Dumbbell lunges: Stand with legs shoulder-width apart, hold a dumbbell in your left hand, and step forward with your right leg, lowering your left knee towards the floor. Bring your leg back to the starting position and repeat nine times before swapping sides.

Shoulder raises: Hold a dumbbell in each hand, palms facing inwards. Stand with your feet comfortably apart. Relax your elbows and slowly raise your arms to shoulder height. Pause, lower and repeat.

Push-ups: Lie face-down on an exercise mat, put your hands under your shoulders and your feet on your toes, and push your body up. Maintain a straight line down your back and your legs.
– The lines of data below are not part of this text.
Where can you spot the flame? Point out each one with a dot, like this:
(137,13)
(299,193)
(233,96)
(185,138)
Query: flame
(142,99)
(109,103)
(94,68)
Tricep dips: Sit on the edge of a bench, hands curled over the edge, beside your hips. Walk your legs out in front of you, feet flat on the floor, and edge your bottom forward. Slowly lower your butt towards the floor, keeping your back straight, and raise. Make sure you feel the burn in your arms.

The plank: Assume a push-up position, but raise your body and hold it for as long as you can - up to one minute. Don't let your hips sag wards the floor, and hold your core tight, pulling up through your pelvic floor for an extra workout.

 

Above everything, enjoy your holiday!